I have searching the net for ages now trying to find some kind of script that I can run on a website that will scan uploaded files and create a waveform that can be used by a flash player.
can this be used in a php environment?
for an example, just listen to any track on http://www.djdownload.com and tehn check out the player.
looks great by the way!
Brad
If you have Python on your server and can install some additional modules this should work fine…
thank you for sharing this!
Hi,
Are all the files in the audioprocessing dir (http://github.com/bram/freesound/blob/master/freesound/utils/audioprocessing/) required to make this work?
I am getting this error:
Traceback (most recent call last):
File “wav2png.py”, line 4, in ?
from processing import create_wave_images, AudioProcessingException
File “/tmp/processing.py”, line 55
will_read = num_frames_left if num_frames_left < frames_to_read else frames_to_read
^
SyntaxError: invalid syntax
If you are getting that error, it most likely is because you are using an older version (2.3/2.4) of python. Try updating to 2.6…

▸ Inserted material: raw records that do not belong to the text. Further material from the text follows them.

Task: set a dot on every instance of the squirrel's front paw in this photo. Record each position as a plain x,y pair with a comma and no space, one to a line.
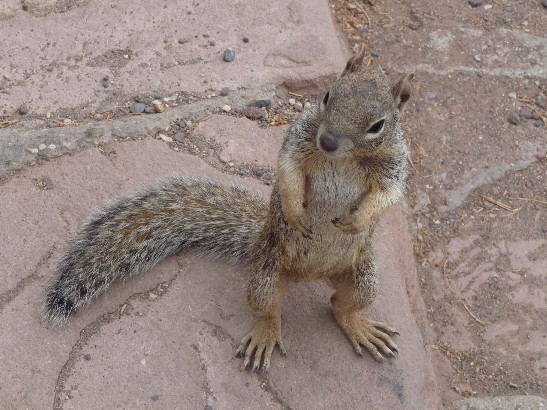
351,224
260,343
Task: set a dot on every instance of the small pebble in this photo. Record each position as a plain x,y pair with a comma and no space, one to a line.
223,157
158,106
94,134
414,25
229,55
261,103
107,82
526,113
513,119
137,108
253,113
165,138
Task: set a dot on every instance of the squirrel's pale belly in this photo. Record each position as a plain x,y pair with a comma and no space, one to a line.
326,252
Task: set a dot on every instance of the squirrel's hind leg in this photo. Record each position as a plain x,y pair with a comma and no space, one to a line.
265,289
355,290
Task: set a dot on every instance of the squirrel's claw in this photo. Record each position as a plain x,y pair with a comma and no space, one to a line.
256,347
374,336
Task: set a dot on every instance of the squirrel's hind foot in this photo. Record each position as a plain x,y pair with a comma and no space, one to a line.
374,336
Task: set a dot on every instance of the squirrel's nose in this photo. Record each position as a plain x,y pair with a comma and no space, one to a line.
328,142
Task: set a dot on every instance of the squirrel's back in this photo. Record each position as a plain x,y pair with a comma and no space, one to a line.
135,233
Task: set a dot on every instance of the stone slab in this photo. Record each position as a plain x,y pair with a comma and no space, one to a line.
176,350
57,57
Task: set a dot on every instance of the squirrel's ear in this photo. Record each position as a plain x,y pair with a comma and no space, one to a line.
355,62
401,91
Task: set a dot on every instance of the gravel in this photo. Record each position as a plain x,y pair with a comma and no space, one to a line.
526,113
229,55
414,25
107,81
179,137
261,103
513,119
137,108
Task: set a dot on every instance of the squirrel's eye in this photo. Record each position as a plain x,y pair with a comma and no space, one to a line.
376,127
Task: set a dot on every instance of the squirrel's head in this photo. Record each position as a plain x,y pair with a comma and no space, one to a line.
361,109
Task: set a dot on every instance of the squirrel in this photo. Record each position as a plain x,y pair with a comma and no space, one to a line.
342,164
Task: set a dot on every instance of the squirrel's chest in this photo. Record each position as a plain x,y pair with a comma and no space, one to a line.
332,193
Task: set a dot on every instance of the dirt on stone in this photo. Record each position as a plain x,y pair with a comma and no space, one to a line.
478,189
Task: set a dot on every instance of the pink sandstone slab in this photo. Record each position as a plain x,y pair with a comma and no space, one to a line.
59,60
166,339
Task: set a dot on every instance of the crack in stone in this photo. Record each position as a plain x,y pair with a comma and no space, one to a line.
266,383
95,327
209,395
268,386
495,72
478,178
125,128
8,296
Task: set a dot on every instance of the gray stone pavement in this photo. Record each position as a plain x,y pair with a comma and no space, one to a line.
166,339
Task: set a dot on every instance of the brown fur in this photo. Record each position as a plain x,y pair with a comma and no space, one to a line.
342,164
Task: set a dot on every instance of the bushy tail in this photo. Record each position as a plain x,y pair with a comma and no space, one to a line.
135,233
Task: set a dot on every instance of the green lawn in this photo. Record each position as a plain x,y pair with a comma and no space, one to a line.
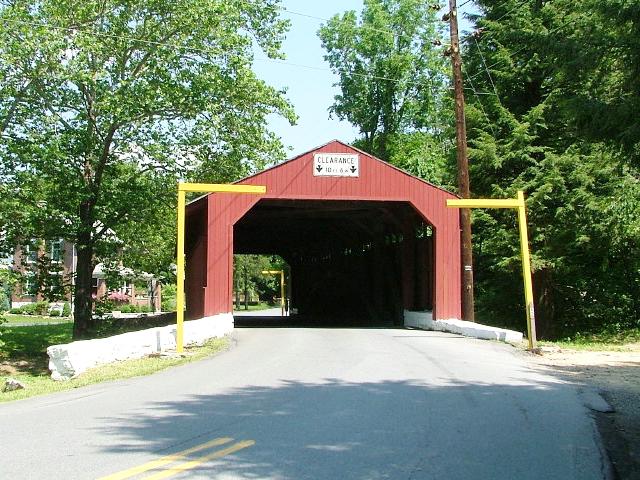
606,340
23,357
13,318
30,342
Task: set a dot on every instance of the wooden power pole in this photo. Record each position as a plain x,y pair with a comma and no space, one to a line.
463,168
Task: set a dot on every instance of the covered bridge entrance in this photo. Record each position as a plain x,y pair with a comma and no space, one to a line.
365,240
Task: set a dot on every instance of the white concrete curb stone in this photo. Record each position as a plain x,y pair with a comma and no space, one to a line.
71,359
423,320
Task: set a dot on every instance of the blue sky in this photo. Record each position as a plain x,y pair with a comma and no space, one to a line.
309,89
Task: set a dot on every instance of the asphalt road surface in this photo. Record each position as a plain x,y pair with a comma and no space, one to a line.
313,403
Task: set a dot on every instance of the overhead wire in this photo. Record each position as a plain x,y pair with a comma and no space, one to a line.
200,50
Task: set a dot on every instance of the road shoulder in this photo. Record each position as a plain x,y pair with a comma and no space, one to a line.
615,375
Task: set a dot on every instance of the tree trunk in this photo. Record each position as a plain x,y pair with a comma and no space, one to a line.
82,308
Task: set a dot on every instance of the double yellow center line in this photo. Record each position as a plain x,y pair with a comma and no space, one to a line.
175,457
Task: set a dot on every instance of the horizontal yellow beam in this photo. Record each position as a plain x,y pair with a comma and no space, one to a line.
221,188
485,203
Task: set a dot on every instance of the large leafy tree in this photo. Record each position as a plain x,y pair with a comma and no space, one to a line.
104,104
391,75
561,78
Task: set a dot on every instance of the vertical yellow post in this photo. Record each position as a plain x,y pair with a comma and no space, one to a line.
518,204
180,272
526,271
282,292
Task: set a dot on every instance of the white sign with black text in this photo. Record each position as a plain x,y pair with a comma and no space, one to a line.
336,165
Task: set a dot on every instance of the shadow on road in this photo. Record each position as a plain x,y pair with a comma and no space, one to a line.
308,321
382,430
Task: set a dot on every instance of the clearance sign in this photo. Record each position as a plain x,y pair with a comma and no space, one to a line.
336,165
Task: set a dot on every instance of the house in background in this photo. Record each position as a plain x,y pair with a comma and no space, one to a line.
140,290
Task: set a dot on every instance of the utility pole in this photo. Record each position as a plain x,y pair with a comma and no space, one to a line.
463,167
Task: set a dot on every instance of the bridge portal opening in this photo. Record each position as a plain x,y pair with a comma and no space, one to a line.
352,262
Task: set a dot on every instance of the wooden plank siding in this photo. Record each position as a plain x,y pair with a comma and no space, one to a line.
294,180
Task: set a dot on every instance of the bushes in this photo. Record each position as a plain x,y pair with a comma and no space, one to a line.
37,308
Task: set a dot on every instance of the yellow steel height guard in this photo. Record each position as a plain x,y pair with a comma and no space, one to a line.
517,203
203,188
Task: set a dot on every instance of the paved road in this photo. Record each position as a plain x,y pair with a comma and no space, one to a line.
315,404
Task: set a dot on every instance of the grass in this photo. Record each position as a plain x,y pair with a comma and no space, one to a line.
24,350
614,340
15,318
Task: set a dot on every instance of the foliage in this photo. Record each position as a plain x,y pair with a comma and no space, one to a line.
35,308
168,300
5,304
104,106
248,277
549,131
391,75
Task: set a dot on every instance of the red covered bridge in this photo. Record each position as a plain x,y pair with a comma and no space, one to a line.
365,241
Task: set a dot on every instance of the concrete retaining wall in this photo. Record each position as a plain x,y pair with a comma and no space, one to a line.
71,359
424,321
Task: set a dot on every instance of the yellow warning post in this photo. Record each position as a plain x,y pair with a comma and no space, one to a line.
517,203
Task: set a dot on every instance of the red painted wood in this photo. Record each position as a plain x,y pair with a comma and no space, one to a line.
294,179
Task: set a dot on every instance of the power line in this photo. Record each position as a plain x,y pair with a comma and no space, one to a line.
486,69
484,112
366,27
207,50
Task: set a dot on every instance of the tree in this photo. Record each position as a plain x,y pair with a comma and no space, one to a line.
391,76
104,104
562,75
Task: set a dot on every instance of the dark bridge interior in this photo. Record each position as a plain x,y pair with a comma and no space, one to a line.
352,262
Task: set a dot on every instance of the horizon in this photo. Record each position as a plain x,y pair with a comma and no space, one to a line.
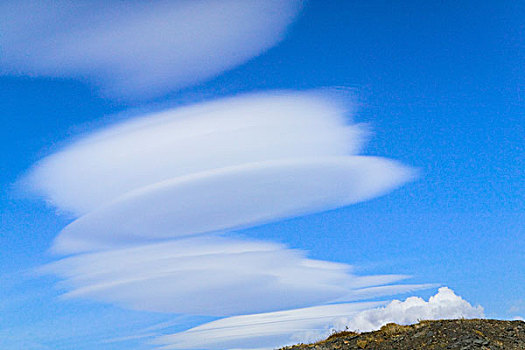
222,174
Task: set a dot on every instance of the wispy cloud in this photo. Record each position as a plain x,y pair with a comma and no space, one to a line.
135,48
265,330
272,330
157,199
232,198
212,275
237,163
148,149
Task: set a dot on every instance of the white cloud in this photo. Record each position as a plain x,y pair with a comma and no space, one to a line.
145,150
211,275
135,48
232,198
273,330
263,331
444,305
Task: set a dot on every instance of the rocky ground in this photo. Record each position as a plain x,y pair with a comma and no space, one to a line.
442,334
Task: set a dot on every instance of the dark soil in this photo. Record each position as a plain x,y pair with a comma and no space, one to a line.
442,334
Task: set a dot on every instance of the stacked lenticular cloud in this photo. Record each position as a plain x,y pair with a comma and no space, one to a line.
158,198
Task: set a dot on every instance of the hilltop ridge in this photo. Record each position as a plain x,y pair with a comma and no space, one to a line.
440,334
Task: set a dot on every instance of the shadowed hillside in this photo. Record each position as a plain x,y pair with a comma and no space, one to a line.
442,334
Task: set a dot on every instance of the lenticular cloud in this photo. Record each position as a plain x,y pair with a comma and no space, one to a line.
232,198
212,167
157,198
212,275
183,141
138,48
276,329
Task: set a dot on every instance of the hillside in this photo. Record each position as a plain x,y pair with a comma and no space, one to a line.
442,334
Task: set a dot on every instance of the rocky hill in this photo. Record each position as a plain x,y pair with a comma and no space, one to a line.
442,334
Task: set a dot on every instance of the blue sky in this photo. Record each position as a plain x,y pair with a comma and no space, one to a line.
440,86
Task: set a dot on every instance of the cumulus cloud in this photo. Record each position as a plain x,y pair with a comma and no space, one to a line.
213,275
228,132
232,198
136,48
273,330
444,305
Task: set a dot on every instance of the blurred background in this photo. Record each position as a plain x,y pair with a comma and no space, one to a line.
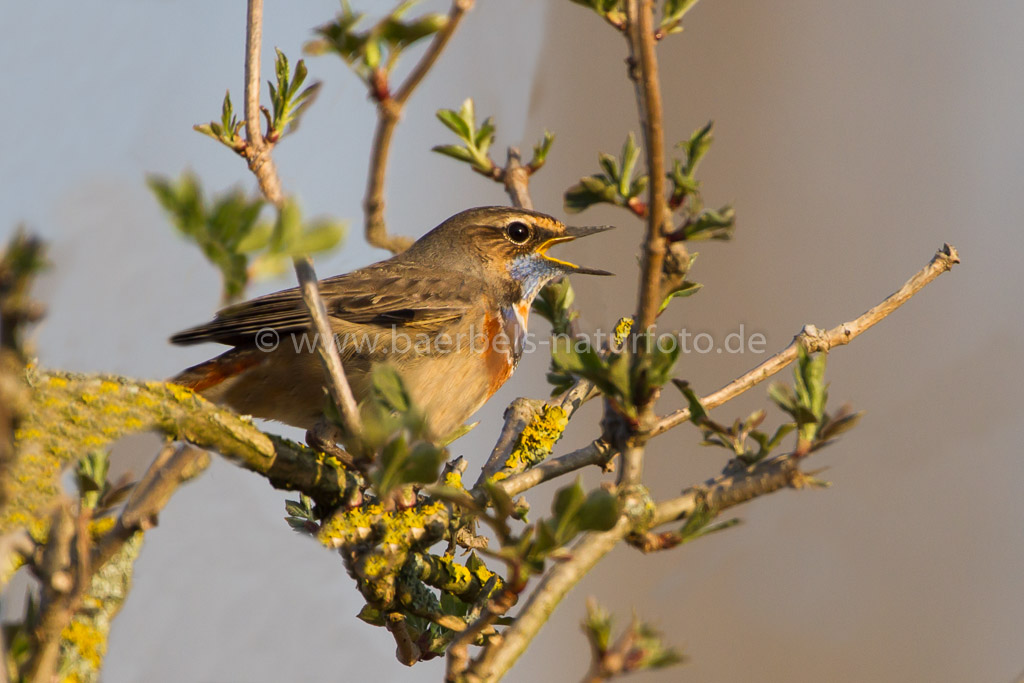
853,138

Thanks Bdejong for you prompt reply.
I got python 2.6 installed, reinstalled PIL, Audiolab and Numpy because they didnt work anymore..
Now stuck on this error:
python wav2png.py input.wav
Traceback (most recent call last):
File “wav2png.py”, line 4, in
from processing import create_wave_images, AudioProcessingException
File “/tmp/processing.py”, line 29, in
import scikits.audiolab as audiolab
File “/usr/local/lib/python2.6/site-packages/scikits.audiolab-0.10.2-py2.6-linux-i686.egg/scikits/audiolab/__init__.py”, line 25, in
from pysndfile import formatinfo, sndfile
File “/usr/local/lib/python2.6/site-packages/scikits.audiolab-0.10.2-py2.6-linux-i686.egg/scikits/audiolab/pysndfile/__init__.py”, line 1, in
from _sndfile import Sndfile, Format, available_file_formats, available_encodings
ImportError: libsndfile.so.1: cannot open shared object file: No such file or directory
I installed libsndfile from source. No go.

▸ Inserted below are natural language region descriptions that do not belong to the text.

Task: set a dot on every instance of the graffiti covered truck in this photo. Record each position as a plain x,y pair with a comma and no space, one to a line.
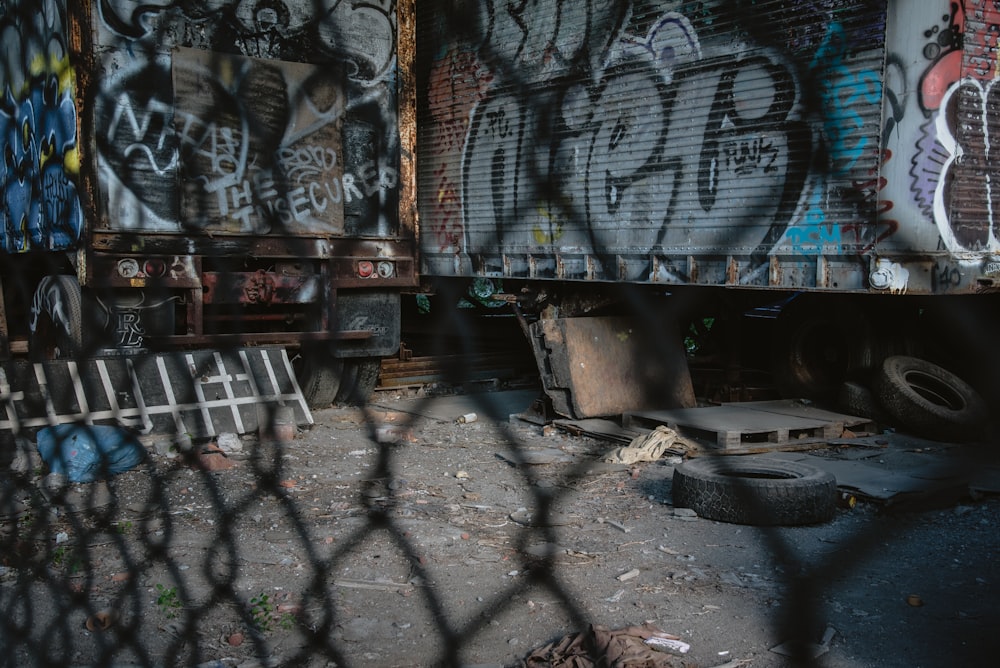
830,156
181,174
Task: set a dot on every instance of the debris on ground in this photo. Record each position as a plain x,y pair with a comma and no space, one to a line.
645,448
629,646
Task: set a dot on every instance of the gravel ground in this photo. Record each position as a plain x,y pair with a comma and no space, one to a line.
381,538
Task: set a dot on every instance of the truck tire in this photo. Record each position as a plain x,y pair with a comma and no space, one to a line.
929,400
318,374
56,323
755,491
358,381
857,398
819,344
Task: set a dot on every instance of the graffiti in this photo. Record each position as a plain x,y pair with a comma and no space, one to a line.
815,235
361,33
952,172
871,190
38,140
260,165
221,158
644,177
843,93
964,199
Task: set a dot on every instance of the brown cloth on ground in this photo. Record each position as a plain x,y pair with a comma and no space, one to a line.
601,648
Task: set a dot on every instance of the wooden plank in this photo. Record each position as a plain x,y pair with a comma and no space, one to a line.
732,426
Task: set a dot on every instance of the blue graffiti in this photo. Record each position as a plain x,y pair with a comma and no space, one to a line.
842,92
41,203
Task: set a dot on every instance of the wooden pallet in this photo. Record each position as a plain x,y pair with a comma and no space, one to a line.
751,425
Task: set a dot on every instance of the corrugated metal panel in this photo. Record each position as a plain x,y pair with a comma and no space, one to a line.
650,142
972,114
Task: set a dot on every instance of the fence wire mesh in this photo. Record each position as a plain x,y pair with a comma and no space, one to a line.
357,540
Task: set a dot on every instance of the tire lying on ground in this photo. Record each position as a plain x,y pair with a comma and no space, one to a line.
756,491
930,401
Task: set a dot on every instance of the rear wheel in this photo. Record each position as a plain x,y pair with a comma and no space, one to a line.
358,381
319,376
930,400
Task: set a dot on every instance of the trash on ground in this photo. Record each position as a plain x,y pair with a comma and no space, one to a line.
599,646
668,644
85,453
645,448
801,650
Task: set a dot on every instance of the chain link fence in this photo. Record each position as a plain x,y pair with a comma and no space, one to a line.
285,545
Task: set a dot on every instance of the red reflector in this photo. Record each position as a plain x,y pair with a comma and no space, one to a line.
155,267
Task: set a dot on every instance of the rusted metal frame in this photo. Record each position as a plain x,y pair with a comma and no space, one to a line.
256,338
83,56
406,48
257,287
196,306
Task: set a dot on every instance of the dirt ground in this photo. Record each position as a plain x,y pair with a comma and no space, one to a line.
384,537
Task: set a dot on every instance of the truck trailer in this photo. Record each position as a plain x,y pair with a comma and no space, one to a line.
182,175
824,165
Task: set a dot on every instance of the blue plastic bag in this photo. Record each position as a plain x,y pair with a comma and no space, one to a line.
85,453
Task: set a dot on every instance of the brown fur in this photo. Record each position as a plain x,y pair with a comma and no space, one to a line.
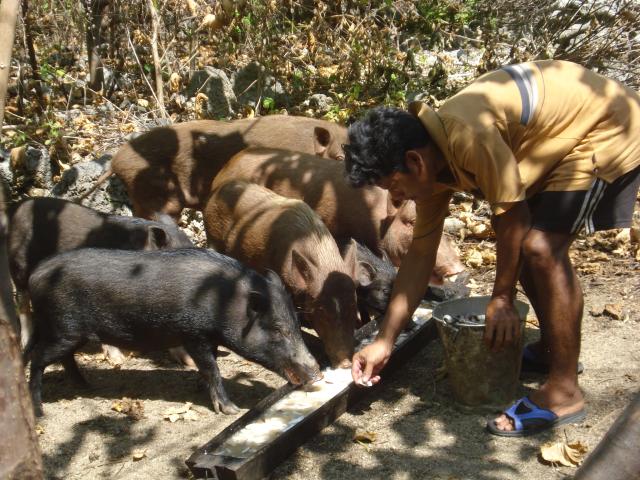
170,168
267,231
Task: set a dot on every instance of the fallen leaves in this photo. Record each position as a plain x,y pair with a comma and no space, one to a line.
563,453
364,436
480,255
612,310
138,454
183,412
133,409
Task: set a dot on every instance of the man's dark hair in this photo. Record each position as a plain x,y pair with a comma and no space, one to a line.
378,142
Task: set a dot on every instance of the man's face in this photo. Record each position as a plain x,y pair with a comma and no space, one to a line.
404,186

Your help would be appreciated.
Hi, I got it solved by:
export LD_LIBRARY_PATH=/usr/local/lib/
Converted to work as a Gnome thumbnailer: http://flic.kr/p/7QJpid
Endolith, that is VERY cool 🙂 Also an interesting idea, the one about mixing up the color as a true color spectrum. Let me know if/when you give it a shot!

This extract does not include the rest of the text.